The method that distributed partition DNNs effectively avoids the challenges brought by the above two methods. Distributed partitioning and the deployment of DNNs can take place without changing the structure and parameters of the original model, and it does not need to retrain the model [
38,
41,
57,
58,
59]. In [
41], the authors deploy workload in a distributed manner based on network layer types. They use an input partition for convolution layers and a weight partition for full connection layers. BiasedOne-Dimensional Partition (BODP), Modified Spectral Co-Clustering (MSCC), and Modified Spectral Co-Clustering (MSCC) are proposed as adjuncts. In [
38], the authors propose an Fused Tile Partitioning (FTP) method to parallelize the convolution operation; it can divide the feature maps of each layer into small tiles in a grid fashion. Both [
57,
58] rely on Deep Reinforcement Learning (DRL). In [
57], the authors search for an optimal partition location for each layer volume using the Layer Configuration-based Partition Scheme Search (LC-PSS). For a layer volume splitter, they model the split process as a Markov Decision Process (MDP) and use DRL to make optimal split decisions. In [
58], the authors use DRL techniques to assist in task allocation in edge-distributed inference. Modeling the partition process as MDP, DRL agents use inference latency and layer configuration as the rewards and states, and then the optimal segmentation decisions for each layer volume are made one by one. In [
59], the authors use a host edge server to configure multiple secondary edge servers, and the overlapping zone of sub-tasks on the secondary edge servers is executed on the host edge server.

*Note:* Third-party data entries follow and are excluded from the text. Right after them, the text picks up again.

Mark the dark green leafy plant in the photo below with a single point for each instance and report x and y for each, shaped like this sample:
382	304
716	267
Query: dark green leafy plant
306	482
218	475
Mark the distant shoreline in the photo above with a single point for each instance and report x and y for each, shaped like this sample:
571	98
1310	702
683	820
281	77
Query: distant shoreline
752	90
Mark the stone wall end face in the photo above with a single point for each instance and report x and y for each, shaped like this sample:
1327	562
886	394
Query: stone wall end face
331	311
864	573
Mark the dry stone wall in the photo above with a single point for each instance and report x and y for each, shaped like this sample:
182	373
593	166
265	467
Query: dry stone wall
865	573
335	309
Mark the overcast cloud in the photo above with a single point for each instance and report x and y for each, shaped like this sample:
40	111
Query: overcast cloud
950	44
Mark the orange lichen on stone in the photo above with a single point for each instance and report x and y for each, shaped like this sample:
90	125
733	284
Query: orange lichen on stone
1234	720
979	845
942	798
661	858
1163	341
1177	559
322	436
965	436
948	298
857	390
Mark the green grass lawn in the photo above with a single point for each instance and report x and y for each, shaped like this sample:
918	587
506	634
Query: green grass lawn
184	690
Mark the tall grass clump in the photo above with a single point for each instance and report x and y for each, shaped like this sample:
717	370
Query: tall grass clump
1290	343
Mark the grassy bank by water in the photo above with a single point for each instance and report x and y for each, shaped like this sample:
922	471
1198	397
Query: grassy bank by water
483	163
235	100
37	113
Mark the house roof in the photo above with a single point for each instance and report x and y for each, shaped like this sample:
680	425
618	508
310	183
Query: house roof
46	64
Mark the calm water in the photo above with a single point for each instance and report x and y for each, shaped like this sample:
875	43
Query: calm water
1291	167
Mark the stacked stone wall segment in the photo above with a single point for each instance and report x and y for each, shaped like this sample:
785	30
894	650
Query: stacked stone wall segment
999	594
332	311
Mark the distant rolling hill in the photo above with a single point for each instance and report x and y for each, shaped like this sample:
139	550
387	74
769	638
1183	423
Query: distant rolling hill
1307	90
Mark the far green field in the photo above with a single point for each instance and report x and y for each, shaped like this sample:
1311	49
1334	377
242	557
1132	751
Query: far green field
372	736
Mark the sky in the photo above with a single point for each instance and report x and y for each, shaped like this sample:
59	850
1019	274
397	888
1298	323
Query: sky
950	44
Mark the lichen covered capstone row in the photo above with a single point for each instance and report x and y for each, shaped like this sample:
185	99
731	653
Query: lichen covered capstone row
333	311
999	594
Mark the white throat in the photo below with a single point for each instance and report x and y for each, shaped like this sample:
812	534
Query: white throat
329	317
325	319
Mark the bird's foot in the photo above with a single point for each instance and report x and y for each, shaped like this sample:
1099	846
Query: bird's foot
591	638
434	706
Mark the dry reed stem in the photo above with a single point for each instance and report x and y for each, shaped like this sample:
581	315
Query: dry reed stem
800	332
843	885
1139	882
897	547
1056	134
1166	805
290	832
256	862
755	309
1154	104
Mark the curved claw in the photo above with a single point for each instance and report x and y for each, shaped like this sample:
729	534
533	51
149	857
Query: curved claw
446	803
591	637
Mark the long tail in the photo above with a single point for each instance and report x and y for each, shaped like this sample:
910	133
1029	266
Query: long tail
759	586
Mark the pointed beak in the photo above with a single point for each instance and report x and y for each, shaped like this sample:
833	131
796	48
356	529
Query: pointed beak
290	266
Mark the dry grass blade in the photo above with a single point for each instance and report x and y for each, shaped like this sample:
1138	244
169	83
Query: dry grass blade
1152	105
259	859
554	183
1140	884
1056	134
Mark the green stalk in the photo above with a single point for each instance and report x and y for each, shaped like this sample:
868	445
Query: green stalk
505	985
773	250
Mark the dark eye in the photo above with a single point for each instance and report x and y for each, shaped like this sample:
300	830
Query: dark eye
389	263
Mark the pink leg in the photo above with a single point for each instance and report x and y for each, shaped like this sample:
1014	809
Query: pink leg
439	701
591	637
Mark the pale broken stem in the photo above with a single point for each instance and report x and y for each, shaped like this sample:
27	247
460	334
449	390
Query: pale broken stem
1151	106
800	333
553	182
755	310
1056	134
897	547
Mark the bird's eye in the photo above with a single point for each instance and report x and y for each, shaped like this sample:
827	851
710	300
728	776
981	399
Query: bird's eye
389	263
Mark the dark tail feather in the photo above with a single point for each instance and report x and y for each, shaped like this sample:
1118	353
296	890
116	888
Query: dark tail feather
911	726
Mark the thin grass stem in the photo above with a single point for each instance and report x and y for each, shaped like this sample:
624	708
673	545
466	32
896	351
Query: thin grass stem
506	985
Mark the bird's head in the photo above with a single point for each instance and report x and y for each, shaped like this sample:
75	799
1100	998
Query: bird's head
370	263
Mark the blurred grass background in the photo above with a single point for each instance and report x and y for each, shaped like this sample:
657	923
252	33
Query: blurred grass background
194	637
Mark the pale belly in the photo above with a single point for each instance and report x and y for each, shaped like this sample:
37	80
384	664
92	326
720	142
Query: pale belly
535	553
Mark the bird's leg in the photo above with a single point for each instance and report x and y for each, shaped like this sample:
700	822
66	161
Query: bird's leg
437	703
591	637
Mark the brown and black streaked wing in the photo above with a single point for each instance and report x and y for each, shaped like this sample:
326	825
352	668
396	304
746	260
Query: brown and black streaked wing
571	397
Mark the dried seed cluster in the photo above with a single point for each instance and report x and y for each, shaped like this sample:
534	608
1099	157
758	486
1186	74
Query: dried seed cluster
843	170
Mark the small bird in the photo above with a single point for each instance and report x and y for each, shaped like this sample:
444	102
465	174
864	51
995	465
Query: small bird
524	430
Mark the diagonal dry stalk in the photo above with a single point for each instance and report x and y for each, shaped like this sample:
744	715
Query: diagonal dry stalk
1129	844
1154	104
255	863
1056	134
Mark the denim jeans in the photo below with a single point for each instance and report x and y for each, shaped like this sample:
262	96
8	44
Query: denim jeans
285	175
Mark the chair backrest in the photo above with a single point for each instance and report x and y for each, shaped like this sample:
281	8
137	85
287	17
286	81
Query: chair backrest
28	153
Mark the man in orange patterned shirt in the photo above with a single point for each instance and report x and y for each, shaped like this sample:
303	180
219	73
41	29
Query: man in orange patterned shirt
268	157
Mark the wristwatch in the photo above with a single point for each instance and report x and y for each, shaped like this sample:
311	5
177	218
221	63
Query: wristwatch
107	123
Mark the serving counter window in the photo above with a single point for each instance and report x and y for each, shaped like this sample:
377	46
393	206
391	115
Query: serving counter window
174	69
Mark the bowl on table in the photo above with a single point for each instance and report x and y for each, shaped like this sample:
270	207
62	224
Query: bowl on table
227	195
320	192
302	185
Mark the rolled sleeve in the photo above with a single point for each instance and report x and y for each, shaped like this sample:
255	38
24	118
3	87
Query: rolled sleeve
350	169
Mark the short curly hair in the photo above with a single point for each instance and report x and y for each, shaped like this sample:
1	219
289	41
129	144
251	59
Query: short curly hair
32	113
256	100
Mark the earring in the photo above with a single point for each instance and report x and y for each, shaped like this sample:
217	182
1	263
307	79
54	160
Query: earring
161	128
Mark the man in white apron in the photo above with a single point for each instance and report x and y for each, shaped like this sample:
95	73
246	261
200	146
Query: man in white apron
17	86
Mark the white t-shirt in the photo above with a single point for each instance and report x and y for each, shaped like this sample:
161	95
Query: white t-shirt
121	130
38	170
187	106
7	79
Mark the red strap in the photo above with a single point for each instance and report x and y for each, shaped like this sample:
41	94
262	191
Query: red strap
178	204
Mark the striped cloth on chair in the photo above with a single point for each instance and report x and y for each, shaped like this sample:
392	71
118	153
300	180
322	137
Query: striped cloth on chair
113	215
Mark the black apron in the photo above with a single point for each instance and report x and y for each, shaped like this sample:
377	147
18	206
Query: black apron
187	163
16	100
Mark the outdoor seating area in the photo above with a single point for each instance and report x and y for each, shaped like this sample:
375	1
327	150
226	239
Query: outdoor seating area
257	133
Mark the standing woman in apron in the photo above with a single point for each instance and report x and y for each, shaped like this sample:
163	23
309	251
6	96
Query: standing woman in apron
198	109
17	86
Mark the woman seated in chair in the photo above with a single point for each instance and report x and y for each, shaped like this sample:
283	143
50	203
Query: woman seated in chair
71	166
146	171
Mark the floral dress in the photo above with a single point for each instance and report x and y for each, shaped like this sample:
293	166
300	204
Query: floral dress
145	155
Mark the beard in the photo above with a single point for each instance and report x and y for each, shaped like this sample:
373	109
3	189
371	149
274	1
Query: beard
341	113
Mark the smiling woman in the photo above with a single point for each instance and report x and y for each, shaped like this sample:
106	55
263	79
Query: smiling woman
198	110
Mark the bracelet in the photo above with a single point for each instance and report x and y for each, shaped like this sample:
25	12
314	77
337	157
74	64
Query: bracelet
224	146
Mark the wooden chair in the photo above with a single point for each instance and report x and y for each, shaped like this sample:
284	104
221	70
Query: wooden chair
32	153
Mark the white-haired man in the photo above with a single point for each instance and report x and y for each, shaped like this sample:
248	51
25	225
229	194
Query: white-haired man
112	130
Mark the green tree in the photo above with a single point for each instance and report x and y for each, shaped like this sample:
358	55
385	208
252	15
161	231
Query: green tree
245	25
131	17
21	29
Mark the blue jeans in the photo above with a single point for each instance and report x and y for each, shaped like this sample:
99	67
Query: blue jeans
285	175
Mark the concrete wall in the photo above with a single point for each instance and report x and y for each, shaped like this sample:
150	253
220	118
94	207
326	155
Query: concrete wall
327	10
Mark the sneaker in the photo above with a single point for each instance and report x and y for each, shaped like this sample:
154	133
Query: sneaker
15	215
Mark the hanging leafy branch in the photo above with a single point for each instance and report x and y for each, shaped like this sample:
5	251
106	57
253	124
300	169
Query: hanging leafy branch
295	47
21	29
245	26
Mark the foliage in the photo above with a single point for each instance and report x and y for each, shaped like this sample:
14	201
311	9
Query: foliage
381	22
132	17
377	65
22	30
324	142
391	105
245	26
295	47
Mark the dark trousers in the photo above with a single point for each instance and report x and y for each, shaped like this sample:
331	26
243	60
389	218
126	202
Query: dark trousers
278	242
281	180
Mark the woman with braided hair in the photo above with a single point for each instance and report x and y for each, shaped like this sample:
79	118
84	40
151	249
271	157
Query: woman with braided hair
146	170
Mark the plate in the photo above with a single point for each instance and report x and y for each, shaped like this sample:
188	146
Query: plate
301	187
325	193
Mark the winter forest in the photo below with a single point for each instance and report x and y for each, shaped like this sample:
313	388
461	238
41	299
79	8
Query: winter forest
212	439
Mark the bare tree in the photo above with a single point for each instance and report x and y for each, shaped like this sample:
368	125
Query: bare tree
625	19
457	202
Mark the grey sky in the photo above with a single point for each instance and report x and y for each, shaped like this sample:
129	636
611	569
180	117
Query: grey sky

Considering that these distributed partitioning studies did not consider the trade-off between communication latency and computation latency, which is important for shortening inference latency and trick, we propose the EDIJP framework. Our proposed framework is based on joint partitioning for distributed deployment. We model the data partition problem as an LP problem and design an iterative algorithm to achieve the trade-off of communication latency and computation latency so that the inference latency can be shortened as much as possible.